Penyalahgunaan solar subsidi oleh sektor industri dan pertambangan jelas bertentangan dengan sejumlah peraturan perundang-undangan, di antaranya:

  1. Undang-Undang Nomor 22 Tahun 2001 tentang Minyak dan Gas Bumi
    Pasal 55 menyebutkan bahwa setiap orang yang menyalahgunakan pengangkutan dan/atau niaga BBM bersubsidi dapat dipidana penjara paling lama 6 (enam) tahun dan denda hingga Rp60 miliar.

  2. Peraturan Presiden Nomor 191 Tahun 2014
    Mengatur bahwa BBM bersubsidi tidak diperuntukkan bagi kegiatan industri, pertambangan, dan usaha komersial berskala besar.

  3. Peraturan BPH Migas
    Menegaskan kewajiban sektor industri dan pertambangan untuk menggunakan BBM non-subsidi sesuai peruntukan, serta mengatur pengawasan distribusi BBM secara ketat.

  4. Undang-Undang Nomor 28 Tahun 2009 tentang Pajak Daerah dan Retribusi Daerah
    Penggunaan BBM industri berimplikasi pada kewajiban pembayaran PBBKB sebagai sumber PAD. Penyalahgunaan solar subsidi berarti menghindari kewajiban pajak daerah.

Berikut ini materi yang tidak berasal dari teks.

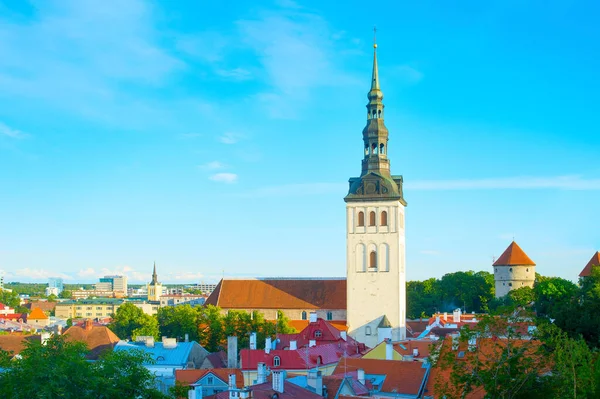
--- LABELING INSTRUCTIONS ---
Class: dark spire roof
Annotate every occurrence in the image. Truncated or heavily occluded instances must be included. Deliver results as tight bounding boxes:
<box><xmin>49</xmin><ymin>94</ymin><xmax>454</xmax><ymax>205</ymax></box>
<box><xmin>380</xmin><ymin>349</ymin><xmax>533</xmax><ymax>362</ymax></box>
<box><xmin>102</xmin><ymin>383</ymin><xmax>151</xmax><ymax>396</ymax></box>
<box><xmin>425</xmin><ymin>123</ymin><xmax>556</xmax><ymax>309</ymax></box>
<box><xmin>150</xmin><ymin>262</ymin><xmax>160</xmax><ymax>285</ymax></box>
<box><xmin>377</xmin><ymin>315</ymin><xmax>392</xmax><ymax>328</ymax></box>
<box><xmin>345</xmin><ymin>32</ymin><xmax>406</xmax><ymax>205</ymax></box>
<box><xmin>579</xmin><ymin>251</ymin><xmax>600</xmax><ymax>277</ymax></box>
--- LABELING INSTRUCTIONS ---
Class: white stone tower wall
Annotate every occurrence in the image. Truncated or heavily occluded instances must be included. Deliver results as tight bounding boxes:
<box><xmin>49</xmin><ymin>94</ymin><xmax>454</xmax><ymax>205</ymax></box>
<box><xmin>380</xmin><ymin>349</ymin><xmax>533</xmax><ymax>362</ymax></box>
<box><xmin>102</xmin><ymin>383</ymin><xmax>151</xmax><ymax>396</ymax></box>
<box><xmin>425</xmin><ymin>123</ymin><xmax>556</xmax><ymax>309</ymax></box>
<box><xmin>494</xmin><ymin>265</ymin><xmax>535</xmax><ymax>298</ymax></box>
<box><xmin>346</xmin><ymin>200</ymin><xmax>406</xmax><ymax>347</ymax></box>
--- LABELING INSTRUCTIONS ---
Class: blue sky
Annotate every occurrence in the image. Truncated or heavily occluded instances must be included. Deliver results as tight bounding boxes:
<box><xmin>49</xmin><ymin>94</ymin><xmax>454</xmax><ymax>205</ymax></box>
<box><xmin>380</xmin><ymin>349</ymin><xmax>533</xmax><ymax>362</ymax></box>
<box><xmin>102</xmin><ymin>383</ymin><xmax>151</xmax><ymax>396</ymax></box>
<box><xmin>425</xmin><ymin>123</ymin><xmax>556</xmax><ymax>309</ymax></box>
<box><xmin>0</xmin><ymin>0</ymin><xmax>600</xmax><ymax>282</ymax></box>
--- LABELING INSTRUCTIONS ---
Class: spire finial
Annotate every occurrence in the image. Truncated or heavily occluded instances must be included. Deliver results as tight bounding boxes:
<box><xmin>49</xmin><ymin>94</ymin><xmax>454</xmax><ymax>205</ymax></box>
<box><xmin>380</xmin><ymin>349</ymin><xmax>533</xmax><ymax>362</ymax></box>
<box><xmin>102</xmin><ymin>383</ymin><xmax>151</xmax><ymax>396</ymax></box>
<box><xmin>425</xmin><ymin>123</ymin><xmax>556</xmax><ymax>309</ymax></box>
<box><xmin>373</xmin><ymin>26</ymin><xmax>377</xmax><ymax>48</ymax></box>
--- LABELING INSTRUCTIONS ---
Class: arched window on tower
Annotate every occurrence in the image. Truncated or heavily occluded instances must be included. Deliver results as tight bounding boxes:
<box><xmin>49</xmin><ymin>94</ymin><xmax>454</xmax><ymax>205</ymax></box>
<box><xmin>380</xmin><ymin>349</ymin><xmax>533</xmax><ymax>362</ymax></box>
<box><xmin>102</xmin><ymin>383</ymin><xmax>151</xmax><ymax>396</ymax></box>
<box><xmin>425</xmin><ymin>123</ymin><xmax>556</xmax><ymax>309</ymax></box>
<box><xmin>381</xmin><ymin>211</ymin><xmax>387</xmax><ymax>226</ymax></box>
<box><xmin>369</xmin><ymin>251</ymin><xmax>377</xmax><ymax>268</ymax></box>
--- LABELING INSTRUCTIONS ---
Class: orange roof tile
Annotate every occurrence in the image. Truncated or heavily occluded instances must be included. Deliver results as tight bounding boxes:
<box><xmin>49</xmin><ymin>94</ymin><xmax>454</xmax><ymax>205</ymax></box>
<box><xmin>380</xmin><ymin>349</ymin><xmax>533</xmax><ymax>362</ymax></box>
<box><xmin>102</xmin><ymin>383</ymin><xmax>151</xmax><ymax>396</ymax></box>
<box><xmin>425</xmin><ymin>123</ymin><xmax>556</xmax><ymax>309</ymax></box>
<box><xmin>64</xmin><ymin>320</ymin><xmax>119</xmax><ymax>360</ymax></box>
<box><xmin>493</xmin><ymin>241</ymin><xmax>535</xmax><ymax>266</ymax></box>
<box><xmin>579</xmin><ymin>251</ymin><xmax>600</xmax><ymax>277</ymax></box>
<box><xmin>175</xmin><ymin>368</ymin><xmax>244</xmax><ymax>388</ymax></box>
<box><xmin>27</xmin><ymin>308</ymin><xmax>48</xmax><ymax>320</ymax></box>
<box><xmin>333</xmin><ymin>357</ymin><xmax>426</xmax><ymax>395</ymax></box>
<box><xmin>205</xmin><ymin>279</ymin><xmax>346</xmax><ymax>309</ymax></box>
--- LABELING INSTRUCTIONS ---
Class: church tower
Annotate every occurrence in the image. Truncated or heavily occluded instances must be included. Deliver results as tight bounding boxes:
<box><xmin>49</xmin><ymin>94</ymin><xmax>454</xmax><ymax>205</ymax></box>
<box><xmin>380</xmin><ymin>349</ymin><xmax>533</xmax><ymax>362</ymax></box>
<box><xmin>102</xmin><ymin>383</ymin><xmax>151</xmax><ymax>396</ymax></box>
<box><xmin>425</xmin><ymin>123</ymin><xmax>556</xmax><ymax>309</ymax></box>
<box><xmin>344</xmin><ymin>37</ymin><xmax>406</xmax><ymax>347</ymax></box>
<box><xmin>146</xmin><ymin>263</ymin><xmax>162</xmax><ymax>302</ymax></box>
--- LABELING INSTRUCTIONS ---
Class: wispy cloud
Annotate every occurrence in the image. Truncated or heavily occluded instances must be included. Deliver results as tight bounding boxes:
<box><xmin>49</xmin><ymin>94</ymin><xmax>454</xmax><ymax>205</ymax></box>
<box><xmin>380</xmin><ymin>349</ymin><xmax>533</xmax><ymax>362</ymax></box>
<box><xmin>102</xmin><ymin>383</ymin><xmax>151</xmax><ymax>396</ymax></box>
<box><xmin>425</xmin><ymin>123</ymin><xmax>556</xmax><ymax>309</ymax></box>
<box><xmin>209</xmin><ymin>172</ymin><xmax>238</xmax><ymax>183</ymax></box>
<box><xmin>200</xmin><ymin>161</ymin><xmax>227</xmax><ymax>170</ymax></box>
<box><xmin>240</xmin><ymin>176</ymin><xmax>600</xmax><ymax>197</ymax></box>
<box><xmin>0</xmin><ymin>122</ymin><xmax>29</xmax><ymax>139</ymax></box>
<box><xmin>218</xmin><ymin>132</ymin><xmax>242</xmax><ymax>144</ymax></box>
<box><xmin>405</xmin><ymin>175</ymin><xmax>600</xmax><ymax>191</ymax></box>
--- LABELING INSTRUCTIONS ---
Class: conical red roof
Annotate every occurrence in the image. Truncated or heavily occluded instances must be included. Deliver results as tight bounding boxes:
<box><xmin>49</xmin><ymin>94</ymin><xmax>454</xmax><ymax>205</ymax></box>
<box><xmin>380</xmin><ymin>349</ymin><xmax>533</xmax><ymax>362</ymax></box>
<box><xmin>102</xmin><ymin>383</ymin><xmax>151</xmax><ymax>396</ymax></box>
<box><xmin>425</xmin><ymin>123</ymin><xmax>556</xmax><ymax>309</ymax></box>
<box><xmin>579</xmin><ymin>251</ymin><xmax>600</xmax><ymax>277</ymax></box>
<box><xmin>493</xmin><ymin>241</ymin><xmax>535</xmax><ymax>266</ymax></box>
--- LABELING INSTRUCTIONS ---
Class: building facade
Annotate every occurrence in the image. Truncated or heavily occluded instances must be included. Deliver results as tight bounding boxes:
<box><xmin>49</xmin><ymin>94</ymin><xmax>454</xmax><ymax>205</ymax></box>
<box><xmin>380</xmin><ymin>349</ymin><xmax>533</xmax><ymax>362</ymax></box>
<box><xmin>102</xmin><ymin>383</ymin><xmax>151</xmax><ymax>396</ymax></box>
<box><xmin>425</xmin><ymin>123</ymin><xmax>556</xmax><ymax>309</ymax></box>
<box><xmin>493</xmin><ymin>241</ymin><xmax>535</xmax><ymax>298</ymax></box>
<box><xmin>344</xmin><ymin>39</ymin><xmax>406</xmax><ymax>347</ymax></box>
<box><xmin>146</xmin><ymin>263</ymin><xmax>163</xmax><ymax>302</ymax></box>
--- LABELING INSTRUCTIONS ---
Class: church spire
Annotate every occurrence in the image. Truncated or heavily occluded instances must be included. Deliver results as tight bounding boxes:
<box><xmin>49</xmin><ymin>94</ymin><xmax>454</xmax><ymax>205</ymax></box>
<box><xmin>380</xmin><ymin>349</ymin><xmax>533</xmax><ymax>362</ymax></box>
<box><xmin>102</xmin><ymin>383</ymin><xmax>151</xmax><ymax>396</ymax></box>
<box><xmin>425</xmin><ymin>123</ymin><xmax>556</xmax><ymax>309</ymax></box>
<box><xmin>346</xmin><ymin>29</ymin><xmax>406</xmax><ymax>205</ymax></box>
<box><xmin>150</xmin><ymin>262</ymin><xmax>160</xmax><ymax>285</ymax></box>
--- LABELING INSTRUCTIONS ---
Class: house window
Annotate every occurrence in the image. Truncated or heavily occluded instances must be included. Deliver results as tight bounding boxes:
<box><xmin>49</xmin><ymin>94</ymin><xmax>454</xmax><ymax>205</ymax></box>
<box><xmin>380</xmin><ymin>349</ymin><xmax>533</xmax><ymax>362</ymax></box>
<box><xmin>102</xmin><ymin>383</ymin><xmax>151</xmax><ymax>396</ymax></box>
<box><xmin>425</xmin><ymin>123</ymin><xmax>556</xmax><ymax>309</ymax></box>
<box><xmin>381</xmin><ymin>211</ymin><xmax>387</xmax><ymax>226</ymax></box>
<box><xmin>369</xmin><ymin>251</ymin><xmax>377</xmax><ymax>267</ymax></box>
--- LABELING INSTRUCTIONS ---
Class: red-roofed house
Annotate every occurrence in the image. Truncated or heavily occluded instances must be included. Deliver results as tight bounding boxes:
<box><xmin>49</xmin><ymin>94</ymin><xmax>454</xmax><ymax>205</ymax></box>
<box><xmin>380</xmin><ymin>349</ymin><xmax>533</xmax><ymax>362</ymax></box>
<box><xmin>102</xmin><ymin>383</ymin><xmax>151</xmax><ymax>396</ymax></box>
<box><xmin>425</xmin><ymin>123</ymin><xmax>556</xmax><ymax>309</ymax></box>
<box><xmin>64</xmin><ymin>320</ymin><xmax>119</xmax><ymax>360</ymax></box>
<box><xmin>579</xmin><ymin>251</ymin><xmax>600</xmax><ymax>277</ymax></box>
<box><xmin>175</xmin><ymin>368</ymin><xmax>244</xmax><ymax>397</ymax></box>
<box><xmin>205</xmin><ymin>278</ymin><xmax>346</xmax><ymax>321</ymax></box>
<box><xmin>27</xmin><ymin>308</ymin><xmax>50</xmax><ymax>328</ymax></box>
<box><xmin>493</xmin><ymin>241</ymin><xmax>535</xmax><ymax>298</ymax></box>
<box><xmin>333</xmin><ymin>358</ymin><xmax>429</xmax><ymax>398</ymax></box>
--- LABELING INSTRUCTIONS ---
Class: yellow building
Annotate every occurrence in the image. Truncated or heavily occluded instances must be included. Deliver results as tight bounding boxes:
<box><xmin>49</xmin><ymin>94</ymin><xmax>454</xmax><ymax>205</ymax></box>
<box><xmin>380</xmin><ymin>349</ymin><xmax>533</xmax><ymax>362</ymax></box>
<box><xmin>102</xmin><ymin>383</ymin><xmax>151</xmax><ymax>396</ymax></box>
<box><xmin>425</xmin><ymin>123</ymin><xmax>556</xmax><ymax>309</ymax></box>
<box><xmin>147</xmin><ymin>263</ymin><xmax>162</xmax><ymax>302</ymax></box>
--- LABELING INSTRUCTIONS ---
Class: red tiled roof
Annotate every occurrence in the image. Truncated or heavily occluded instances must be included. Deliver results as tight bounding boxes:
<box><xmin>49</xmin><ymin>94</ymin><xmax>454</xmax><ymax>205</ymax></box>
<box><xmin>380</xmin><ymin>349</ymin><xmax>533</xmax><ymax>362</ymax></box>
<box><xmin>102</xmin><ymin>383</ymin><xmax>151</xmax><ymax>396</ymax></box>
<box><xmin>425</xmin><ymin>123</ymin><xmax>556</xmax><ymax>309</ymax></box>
<box><xmin>333</xmin><ymin>358</ymin><xmax>426</xmax><ymax>395</ymax></box>
<box><xmin>175</xmin><ymin>368</ymin><xmax>244</xmax><ymax>388</ymax></box>
<box><xmin>25</xmin><ymin>301</ymin><xmax>56</xmax><ymax>313</ymax></box>
<box><xmin>493</xmin><ymin>241</ymin><xmax>535</xmax><ymax>266</ymax></box>
<box><xmin>0</xmin><ymin>333</ymin><xmax>41</xmax><ymax>356</ymax></box>
<box><xmin>288</xmin><ymin>320</ymin><xmax>348</xmax><ymax>331</ymax></box>
<box><xmin>64</xmin><ymin>320</ymin><xmax>119</xmax><ymax>360</ymax></box>
<box><xmin>205</xmin><ymin>279</ymin><xmax>346</xmax><ymax>310</ymax></box>
<box><xmin>205</xmin><ymin>382</ymin><xmax>323</xmax><ymax>399</ymax></box>
<box><xmin>27</xmin><ymin>308</ymin><xmax>48</xmax><ymax>320</ymax></box>
<box><xmin>579</xmin><ymin>251</ymin><xmax>600</xmax><ymax>277</ymax></box>
<box><xmin>240</xmin><ymin>343</ymin><xmax>361</xmax><ymax>370</ymax></box>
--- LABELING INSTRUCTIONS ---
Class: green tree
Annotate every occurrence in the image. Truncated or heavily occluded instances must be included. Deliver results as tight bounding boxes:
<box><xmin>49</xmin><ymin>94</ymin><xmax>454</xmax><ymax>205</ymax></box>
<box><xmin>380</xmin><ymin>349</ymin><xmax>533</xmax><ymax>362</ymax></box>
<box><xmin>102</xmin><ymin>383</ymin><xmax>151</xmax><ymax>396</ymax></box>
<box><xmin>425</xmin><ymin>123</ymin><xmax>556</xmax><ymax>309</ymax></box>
<box><xmin>0</xmin><ymin>336</ymin><xmax>166</xmax><ymax>399</ymax></box>
<box><xmin>434</xmin><ymin>315</ymin><xmax>552</xmax><ymax>399</ymax></box>
<box><xmin>109</xmin><ymin>302</ymin><xmax>159</xmax><ymax>339</ymax></box>
<box><xmin>58</xmin><ymin>290</ymin><xmax>73</xmax><ymax>299</ymax></box>
<box><xmin>156</xmin><ymin>304</ymin><xmax>200</xmax><ymax>341</ymax></box>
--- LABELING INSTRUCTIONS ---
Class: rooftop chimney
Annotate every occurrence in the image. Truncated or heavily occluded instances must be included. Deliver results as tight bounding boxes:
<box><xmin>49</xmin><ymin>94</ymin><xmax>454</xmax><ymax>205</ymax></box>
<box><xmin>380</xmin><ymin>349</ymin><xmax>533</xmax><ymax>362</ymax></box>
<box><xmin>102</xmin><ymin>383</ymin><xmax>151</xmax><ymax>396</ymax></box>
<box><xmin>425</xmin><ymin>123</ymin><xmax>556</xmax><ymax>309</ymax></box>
<box><xmin>306</xmin><ymin>370</ymin><xmax>323</xmax><ymax>395</ymax></box>
<box><xmin>188</xmin><ymin>385</ymin><xmax>202</xmax><ymax>399</ymax></box>
<box><xmin>452</xmin><ymin>309</ymin><xmax>461</xmax><ymax>323</ymax></box>
<box><xmin>256</xmin><ymin>362</ymin><xmax>267</xmax><ymax>384</ymax></box>
<box><xmin>385</xmin><ymin>339</ymin><xmax>394</xmax><ymax>360</ymax></box>
<box><xmin>356</xmin><ymin>369</ymin><xmax>365</xmax><ymax>385</ymax></box>
<box><xmin>271</xmin><ymin>370</ymin><xmax>285</xmax><ymax>393</ymax></box>
<box><xmin>227</xmin><ymin>336</ymin><xmax>237</xmax><ymax>369</ymax></box>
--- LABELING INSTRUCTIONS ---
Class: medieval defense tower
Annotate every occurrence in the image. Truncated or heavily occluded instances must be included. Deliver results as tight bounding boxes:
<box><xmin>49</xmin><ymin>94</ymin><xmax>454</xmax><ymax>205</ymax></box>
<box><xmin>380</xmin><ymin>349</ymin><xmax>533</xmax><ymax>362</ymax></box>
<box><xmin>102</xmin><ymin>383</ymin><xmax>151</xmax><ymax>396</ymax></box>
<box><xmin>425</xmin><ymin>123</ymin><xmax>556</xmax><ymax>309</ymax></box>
<box><xmin>344</xmin><ymin>38</ymin><xmax>406</xmax><ymax>347</ymax></box>
<box><xmin>493</xmin><ymin>241</ymin><xmax>535</xmax><ymax>298</ymax></box>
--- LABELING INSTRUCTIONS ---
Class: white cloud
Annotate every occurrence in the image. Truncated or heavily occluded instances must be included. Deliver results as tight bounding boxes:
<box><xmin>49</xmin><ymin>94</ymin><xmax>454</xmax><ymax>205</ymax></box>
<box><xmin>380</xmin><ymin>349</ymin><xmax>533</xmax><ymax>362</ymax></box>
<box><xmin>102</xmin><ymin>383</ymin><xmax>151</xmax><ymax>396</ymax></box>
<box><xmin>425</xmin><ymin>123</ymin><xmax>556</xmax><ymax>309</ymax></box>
<box><xmin>6</xmin><ymin>267</ymin><xmax>73</xmax><ymax>281</ymax></box>
<box><xmin>200</xmin><ymin>161</ymin><xmax>227</xmax><ymax>170</ymax></box>
<box><xmin>0</xmin><ymin>122</ymin><xmax>28</xmax><ymax>139</ymax></box>
<box><xmin>209</xmin><ymin>172</ymin><xmax>238</xmax><ymax>183</ymax></box>
<box><xmin>219</xmin><ymin>132</ymin><xmax>242</xmax><ymax>144</ymax></box>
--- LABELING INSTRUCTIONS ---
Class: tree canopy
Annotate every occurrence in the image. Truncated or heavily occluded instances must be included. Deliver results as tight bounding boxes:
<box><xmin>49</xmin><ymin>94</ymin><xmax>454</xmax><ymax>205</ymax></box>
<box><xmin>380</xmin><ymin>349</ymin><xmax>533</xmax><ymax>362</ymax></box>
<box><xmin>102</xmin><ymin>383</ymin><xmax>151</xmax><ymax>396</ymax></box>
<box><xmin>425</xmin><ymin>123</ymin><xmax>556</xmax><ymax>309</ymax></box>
<box><xmin>0</xmin><ymin>335</ymin><xmax>167</xmax><ymax>399</ymax></box>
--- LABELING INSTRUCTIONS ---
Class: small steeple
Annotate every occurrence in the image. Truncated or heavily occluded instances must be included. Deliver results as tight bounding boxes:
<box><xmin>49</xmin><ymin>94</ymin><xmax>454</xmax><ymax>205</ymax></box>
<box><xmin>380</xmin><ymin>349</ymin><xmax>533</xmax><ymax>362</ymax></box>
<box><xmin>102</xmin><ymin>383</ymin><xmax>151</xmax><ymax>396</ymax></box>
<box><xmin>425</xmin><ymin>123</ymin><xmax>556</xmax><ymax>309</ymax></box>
<box><xmin>150</xmin><ymin>262</ymin><xmax>160</xmax><ymax>285</ymax></box>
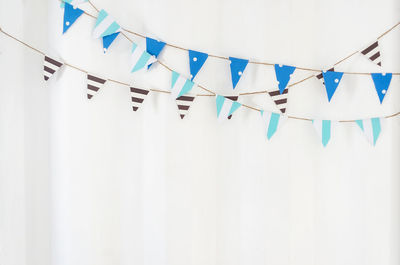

  5. Undang-Undang Nomor 17 Tahun 2003 tentang Keuangan Negara
    Setiap tindakan yang menimbulkan kerugian keuangan negara dapat dikategorikan sebagai pelanggaran serius terhadap tata kelola keuangan negara.

Lanjut Herfiansyah, penyalahgunaan solar subsidi oleh industri dan tambang bukan sekadar pelanggaran administratif, melainkan kejahatan ekonomi yang secara langsung merugikan rakyat dan daerah. Ketegasan aparat penegak hukum, pengawasan aktif pemerintah daerah, serta transparansi dalam distribusi BBM menjadi kunci untuk menghentikan praktik ini.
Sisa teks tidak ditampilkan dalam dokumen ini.